Which should you learn first — by role
Your starting language depends on the job you want. Approximate day-to-day usage:
| Role | Learn first | Rough SQL / Python split |
|---|---|---|
| Data Analyst | SQL | ~70% SQL / 30% Python |
| BI Analyst | SQL | ~80% SQL / 20% Python |
| Data Scientist | Python | ~30% SQL / 70% Python |
| Data Engineer | SQL, then Python | ~50% / 50% |
| ML Engineer | Python | ~20% SQL / 80% Python |
Job-market demand: who’s really asking for what
This is the data point that should drive your decision. SQL appears in roughly 90% of data job postings, while Python appears in about 75% — and developer surveys consistently rank both among the most-used technologies. For getting hired as an analyst, SQL is the safer first bet; Python widens your options and is non-negotiable for science and ML roles.
The salary impact (the gap most guides ignore)
Here’s the career reality: analysts who plateau at SQL alone tend to hit a ceiling in both role scope and pay within 2–3 years. Adding Python typically unlocks higher-paying analyst, science, and engineering roles — the “SQL + Python” candidate consistently out-earns the “SQL only” one for the same title. So learn SQL to get hired, then add Python to keep climbing. For the full pay breakdown, see our data analyst salary guide.
How SQL and Python work together (a real workflow)
In a real job you rarely choose one. A typical analysis looks like this:
- SQL — query the database to pull the relevant rows and join the tables you need.
- Python (pandas) — load that result, clean edge cases, and reshape it.
- Python — analyze, visualize, or model it.
- SQL or a BI tool — feed the result back into a dashboard.
SQL gets the data; Python does something clever with it. That’s why the best analysts are fluent in both.
Your learning path
- Excel basics (1–2 weeks)
- SQL — your priority (2–4 weeks for SELECT, WHERE, JOIN, GROUP BY; longer for window functions and CTEs)

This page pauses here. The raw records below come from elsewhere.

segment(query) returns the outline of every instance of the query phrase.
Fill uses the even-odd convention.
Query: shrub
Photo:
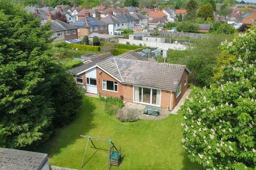
[[[198,24],[191,22],[181,22],[177,26],[177,30],[178,31],[195,33],[198,30]]]
[[[69,44],[69,46],[72,48],[77,48],[79,51],[99,52],[100,50],[100,46],[92,46],[76,44]]]
[[[66,69],[71,69],[82,65],[83,64],[81,61],[72,61],[65,65]]]
[[[138,109],[135,108],[126,108],[119,110],[116,115],[122,122],[133,122],[139,120]]]
[[[111,50],[111,54],[112,54],[113,55],[117,56],[128,52],[129,51],[130,51],[129,49],[115,48]]]

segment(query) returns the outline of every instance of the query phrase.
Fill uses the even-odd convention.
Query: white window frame
[[[135,96],[134,96],[135,87],[141,88],[141,101],[135,101],[135,100],[134,100],[134,98],[135,98]],[[150,89],[150,103],[143,102],[143,88]],[[153,91],[152,90],[153,90],[153,89],[154,90],[160,90],[159,105],[156,105],[156,104],[152,104],[152,91]],[[161,107],[161,95],[162,95],[162,90],[161,89],[153,88],[149,87],[141,86],[133,86],[133,94],[132,100],[133,100],[133,102],[134,102],[134,103],[142,104],[144,104],[144,105],[150,105],[150,106]]]
[[[66,30],[66,35],[69,36],[70,35],[70,30]]]
[[[184,86],[187,85],[187,76],[185,76],[185,78],[184,78]]]
[[[114,90],[107,90],[107,81],[112,81],[114,82]],[[103,84],[105,84],[106,87],[106,89],[103,89]],[[117,91],[115,91],[115,85],[116,85],[116,88],[117,89]],[[102,80],[102,90],[103,91],[111,91],[111,92],[118,92],[118,83],[117,81],[111,81],[111,80]]]
[[[87,79],[89,79],[89,81],[87,81]],[[91,84],[91,79],[93,79],[96,80],[96,85]],[[93,87],[97,87],[97,79],[95,78],[86,78],[86,86],[93,86]]]
[[[180,84],[179,84],[177,87],[177,89],[176,90],[176,98],[178,98],[179,96],[180,96],[180,95],[181,94],[181,90],[182,90],[181,88],[182,84],[182,83],[180,83]],[[180,88],[180,92],[179,94],[178,94],[178,88]]]
[[[81,79],[82,79],[82,83],[80,83],[80,82],[77,82],[77,79],[76,79],[77,78]],[[77,84],[84,84],[84,79],[83,78],[83,76],[76,75],[76,83]]]
[[[57,36],[59,37],[60,37],[62,35],[62,31],[58,31],[57,32]]]

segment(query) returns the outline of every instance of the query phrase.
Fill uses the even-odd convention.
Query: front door
[[[85,76],[86,77],[86,92],[97,94],[96,68],[86,71]]]

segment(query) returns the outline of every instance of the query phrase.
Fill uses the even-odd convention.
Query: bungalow
[[[108,33],[114,35],[119,29],[133,29],[134,22],[139,20],[130,14],[124,14],[117,16],[109,15],[101,20],[108,24]]]
[[[78,38],[82,39],[93,32],[108,34],[108,24],[93,16],[90,17],[89,15],[89,12],[87,11],[85,17],[73,24],[78,28]]]
[[[185,65],[149,62],[134,51],[68,72],[87,92],[170,110],[187,91],[190,72]]]

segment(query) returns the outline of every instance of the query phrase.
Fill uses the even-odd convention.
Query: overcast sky
[[[238,2],[242,1],[242,0],[237,0]],[[245,2],[252,2],[254,3],[256,3],[256,0],[244,0]]]

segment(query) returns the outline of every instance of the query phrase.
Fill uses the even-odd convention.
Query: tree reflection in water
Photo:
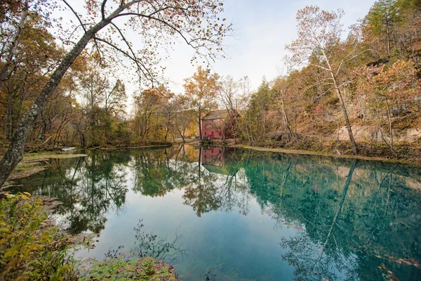
[[[295,229],[281,245],[298,280],[378,280],[382,263],[401,280],[421,278],[415,266],[392,261],[421,259],[417,169],[189,145],[92,152],[51,164],[54,169],[21,183],[28,187],[25,191],[63,202],[58,214],[72,233],[103,229],[107,212],[123,209],[130,181],[139,196],[181,190],[182,203],[198,217],[234,210],[247,216],[257,205],[274,228]],[[138,226],[138,248],[133,247],[139,255],[159,257],[167,249],[181,249],[177,240],[168,244],[142,233],[144,228]]]
[[[152,256],[171,263],[187,251],[179,242],[180,236],[178,233],[175,233],[174,239],[168,241],[168,237],[159,237],[156,234],[147,233],[142,221],[142,219],[139,220],[138,225],[133,228],[135,240],[130,251],[125,254],[127,260]],[[120,257],[123,248],[123,246],[119,246],[115,249],[110,249],[105,254],[105,257]]]

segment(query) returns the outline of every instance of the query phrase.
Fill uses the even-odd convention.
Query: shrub
[[[43,201],[28,192],[0,201],[0,280],[77,279],[67,235],[48,223]]]

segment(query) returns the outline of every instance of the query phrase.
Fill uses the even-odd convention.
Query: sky
[[[235,39],[224,42],[227,58],[212,64],[220,75],[235,79],[248,76],[252,89],[256,89],[265,76],[269,81],[284,73],[283,58],[285,45],[296,38],[297,11],[308,5],[332,11],[342,8],[345,27],[363,18],[373,4],[371,0],[226,0],[224,16],[234,25]],[[193,51],[187,46],[178,46],[171,52],[171,60],[163,62],[170,88],[182,93],[184,79],[196,68],[189,59]]]
[[[83,13],[83,0],[69,0],[69,2],[78,13]],[[299,9],[309,5],[319,6],[327,11],[342,8],[345,15],[342,22],[347,27],[367,14],[374,0],[225,0],[223,2],[225,12],[222,16],[227,18],[227,22],[233,23],[234,37],[227,37],[223,42],[227,58],[213,63],[211,69],[221,76],[230,75],[236,80],[248,76],[253,91],[258,89],[263,77],[270,81],[285,74],[286,68],[283,63],[283,58],[287,54],[285,46],[296,38],[295,15]],[[62,16],[65,20],[75,20],[69,11],[58,12],[55,15]],[[135,37],[129,39],[136,46]],[[161,65],[166,67],[165,79],[170,81],[170,90],[182,93],[184,79],[192,77],[196,70],[196,66],[190,63],[194,51],[182,43],[173,48],[169,51],[170,58],[162,61]],[[131,97],[138,85],[124,77],[119,78],[126,84],[130,112]]]

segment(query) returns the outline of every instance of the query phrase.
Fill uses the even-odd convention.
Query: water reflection
[[[185,237],[166,247],[195,249],[190,259],[177,260],[186,280],[210,272],[216,280],[289,280],[291,268],[303,280],[382,280],[385,268],[399,280],[421,280],[415,262],[421,260],[421,173],[415,168],[189,145],[92,152],[51,164],[53,169],[20,183],[26,191],[64,202],[58,214],[72,233],[112,236],[104,230],[107,219],[134,210],[128,194],[161,206],[160,198],[180,193],[173,205],[157,207],[154,219],[163,222],[168,212],[179,212],[174,223]],[[190,226],[182,218],[192,221],[192,211],[198,219]],[[263,225],[266,216],[270,227]],[[157,237],[162,243],[137,235],[140,254],[152,254],[147,244],[154,253],[168,249]],[[228,253],[225,248],[241,237],[243,249]]]

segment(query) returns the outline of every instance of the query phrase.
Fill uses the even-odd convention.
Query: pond
[[[183,280],[420,280],[421,171],[381,162],[189,145],[51,159],[21,190]]]

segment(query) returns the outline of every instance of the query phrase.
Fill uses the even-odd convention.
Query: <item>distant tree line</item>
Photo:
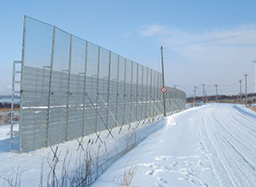
[[[248,94],[247,98],[256,97],[256,93],[253,94]],[[233,100],[237,101],[237,99],[240,98],[240,95],[218,95],[218,100],[219,102],[224,101],[224,100]],[[241,95],[241,99],[245,99],[245,94]],[[195,97],[195,102],[202,102],[203,98],[202,96],[197,96]],[[209,95],[205,96],[205,101],[212,102],[216,100],[216,95]],[[193,97],[189,97],[186,99],[187,103],[192,103],[193,102]],[[248,100],[249,102],[255,102],[256,99],[252,99]]]
[[[20,104],[14,104],[15,108],[20,108]],[[11,103],[9,102],[0,102],[0,109],[11,108]]]

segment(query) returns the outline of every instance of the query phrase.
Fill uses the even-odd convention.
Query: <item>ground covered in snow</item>
[[[166,118],[116,162],[98,186],[255,186],[256,113],[217,104]]]
[[[84,138],[84,150],[90,145],[99,156],[97,161],[105,159],[106,163],[93,187],[256,185],[256,113],[252,110],[212,104],[139,127],[136,131],[124,127],[120,133],[119,128],[113,129],[114,139],[106,139],[108,131],[102,132],[103,143],[95,143],[95,134]],[[20,186],[46,186],[53,166],[49,148],[9,153],[8,133],[8,126],[1,126],[0,185],[17,181]],[[137,146],[125,154],[133,145]],[[82,150],[77,150],[76,140],[53,150],[56,146],[60,162],[55,172],[61,181],[63,165],[68,162],[70,173],[78,168]]]

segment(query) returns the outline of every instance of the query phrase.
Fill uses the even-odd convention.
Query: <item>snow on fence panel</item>
[[[19,91],[13,80],[13,95],[20,94],[19,131],[13,131],[14,122],[11,125],[13,151],[93,133],[100,139],[100,131],[107,129],[113,136],[114,127],[163,116],[160,72],[27,16],[20,65]],[[185,94],[167,89],[167,112],[184,109]]]

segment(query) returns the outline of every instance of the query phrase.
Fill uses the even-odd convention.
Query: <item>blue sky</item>
[[[10,94],[12,62],[21,59],[25,14],[157,71],[163,45],[166,82],[188,96],[194,86],[201,95],[202,83],[208,94],[215,94],[214,84],[219,94],[237,94],[245,73],[254,92],[255,7],[256,1],[236,0],[2,0],[0,95]]]

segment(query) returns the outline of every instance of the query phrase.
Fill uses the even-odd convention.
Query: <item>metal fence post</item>
[[[51,92],[52,92],[52,75],[53,75],[53,65],[55,60],[55,37],[56,37],[56,27],[53,29],[53,37],[51,43],[51,56],[50,56],[50,65],[49,65],[49,91],[48,91],[48,110],[47,110],[47,124],[46,124],[46,138],[49,139],[49,125],[50,117],[50,105],[51,105]],[[44,79],[44,75],[43,76],[43,80]],[[44,88],[44,81],[42,88]],[[42,88],[42,94],[44,93],[44,88]],[[42,98],[43,99],[43,98]],[[49,141],[47,141],[47,145],[49,146]]]
[[[73,44],[73,35],[70,35],[70,45],[69,45],[69,60],[68,60],[68,82],[67,82],[67,93],[70,93],[70,74],[71,74],[71,63],[72,63],[72,45]],[[67,94],[67,140],[68,140],[68,121],[69,121],[69,116],[68,116],[68,110],[69,110],[69,102],[70,102],[70,94]]]
[[[137,119],[137,105],[138,105],[138,100],[137,100],[137,95],[138,95],[138,70],[139,70],[139,65],[137,64],[137,88],[136,88],[136,119]]]
[[[111,75],[111,51],[109,51],[109,62],[108,62],[108,105],[109,107],[109,95],[110,95],[110,75]],[[107,126],[108,128],[108,116],[109,116],[109,111],[108,110],[107,110]]]
[[[97,65],[97,85],[96,85],[96,129],[98,127],[98,106],[99,106],[99,82],[100,82],[100,60],[101,60],[101,47],[98,47],[98,65]],[[107,125],[107,124],[106,124]]]
[[[86,41],[85,43],[85,60],[84,60],[84,107],[83,107],[83,112],[84,113],[85,110],[85,98],[86,98],[86,86],[87,86],[87,60],[88,60],[88,41]],[[83,124],[83,135],[84,136],[84,123]]]

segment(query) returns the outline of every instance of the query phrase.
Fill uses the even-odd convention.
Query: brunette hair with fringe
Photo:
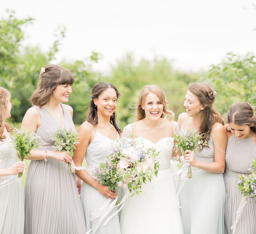
[[[243,102],[233,104],[228,111],[227,122],[237,125],[248,125],[252,132],[256,133],[256,115],[253,112],[254,108],[249,103]],[[226,128],[227,132],[230,129]]]
[[[37,89],[29,100],[33,106],[41,107],[49,100],[51,94],[58,85],[72,85],[74,78],[68,70],[56,64],[48,64],[40,72]]]
[[[5,122],[8,102],[11,97],[10,92],[4,88],[0,87],[0,141],[1,141],[6,138],[4,135],[5,127],[11,134],[13,130],[13,128]]]
[[[202,110],[203,122],[199,127],[199,132],[204,134],[202,137],[203,140],[208,141],[212,125],[217,122],[224,124],[221,115],[213,106],[216,92],[208,85],[200,83],[192,84],[189,90],[196,96],[204,107]]]
[[[168,114],[171,115],[171,118],[169,119],[169,120],[173,120],[174,118],[174,113],[171,111],[167,110],[168,102],[165,99],[165,96],[162,89],[159,86],[155,85],[145,85],[142,88],[139,96],[139,99],[135,106],[133,107],[136,109],[135,120],[136,121],[139,120],[144,119],[146,116],[145,111],[142,109],[142,106],[145,101],[147,94],[150,92],[156,94],[164,105],[163,113],[160,118],[164,118],[166,114]]]
[[[86,120],[91,123],[94,127],[99,123],[99,121],[98,119],[97,107],[95,106],[93,100],[95,99],[98,99],[99,96],[108,88],[112,88],[114,90],[117,94],[117,98],[118,99],[118,97],[120,96],[120,94],[116,86],[110,83],[99,82],[95,85],[92,89],[91,99],[89,103],[89,110],[87,114]],[[110,117],[110,122],[113,125],[118,133],[120,134],[121,132],[121,129],[118,126],[116,123],[116,114],[115,112]]]

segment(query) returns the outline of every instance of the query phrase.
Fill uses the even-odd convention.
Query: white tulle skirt
[[[143,184],[142,193],[126,200],[120,216],[122,234],[183,233],[175,174],[170,168],[159,171],[157,177]]]

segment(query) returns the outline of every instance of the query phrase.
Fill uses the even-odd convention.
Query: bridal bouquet
[[[198,134],[196,130],[193,131],[188,131],[186,133],[182,133],[178,132],[177,134],[174,135],[174,140],[177,141],[175,144],[175,148],[176,152],[179,150],[181,151],[183,156],[186,150],[189,149],[191,151],[194,151],[196,149],[203,148],[203,146],[207,145],[207,142],[202,140],[203,134]],[[185,163],[185,159],[183,162]],[[192,172],[191,170],[191,165],[188,163],[188,178],[192,178]]]
[[[72,130],[59,128],[54,133],[53,137],[51,139],[54,143],[52,147],[57,151],[67,151],[71,156],[74,155],[73,150],[76,148],[75,145],[79,143],[78,134]],[[73,173],[71,165],[67,164],[68,173]]]
[[[36,149],[40,146],[39,137],[27,129],[24,129],[19,131],[15,129],[13,136],[14,148],[22,162],[24,159],[27,158],[28,155],[31,154],[29,153],[31,150]],[[20,173],[18,177],[21,178],[22,174],[22,172]]]
[[[256,198],[256,158],[252,160],[251,167],[248,169],[252,172],[252,174],[239,175],[237,182],[237,188],[243,195],[243,198],[236,212],[234,223],[231,226],[232,234],[235,233],[236,225],[246,202],[250,198]]]
[[[93,174],[112,191],[119,186],[138,194],[142,183],[157,175],[159,152],[153,148],[144,148],[138,139],[119,138],[111,145],[110,152],[106,161],[96,168]]]

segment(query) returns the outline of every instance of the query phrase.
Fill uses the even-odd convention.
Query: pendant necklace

- A BI tool — see Power BI vs Tableau
- Python basics with pandas (2–3 months)
For the full roadmap, read how to become a data analyst with no experience.
Frequently asked questions
Should I learn SQL or Python first for data analysis?
Learn SQL first if you want a data analyst or BI job — it’s easier, faster (useful in 2–4 weeks), and in about 90% of postings. Learn Python first only if you’re targeting data science, machine learning, or AI roles.
Is SQL or Python more important for data analysts?
SQL is more important for getting an entry-level analyst job (it’s ~70% of an analyst’s daily tool use), but Python raises your salary ceiling and is needed to advance. Most analysts use both.
Can you be a data analyst with only SQL?
Yes, for many entry-level roles SQL plus a BI tool is enough. But analysts who never add Python tend to plateau in scope and pay within a few years.
Is SQL easier to learn than Python?
Yes. SQL has simpler, more focused syntax and you make fast progress — useful queries within weeks — which is why it’s usually recommended as the first data language.
How long does it take to learn SQL and Python?
You can write useful SQL in 2–4 weeks. Python takes longer — about 2–3 months to get productive for data analysis with pandas — because you also learn programming fundamentals.
Do data scientists use SQL?
Yes — data scientists use SQL constantly to pull and prepare data (roughly 30% of their tool use), then Python or R for modeling. Both roles rely on SQL.
Does learning Python increase a data analyst’s salary?
Generally yes. Analysts who add Python qualify for higher-paying analyst, science, and engineering roles, and tend to out-earn SQL-only peers for the same title.
The bottom line
Aiming to be a data analyst? Learn SQL first, then add Python. Aiming for data science? Start with Python but learn SQL right alongside it. Either way, the analysts who earn the most are fluent in both — so the real answer isn’t “SQL or Python,” it’s “SQL then Python.”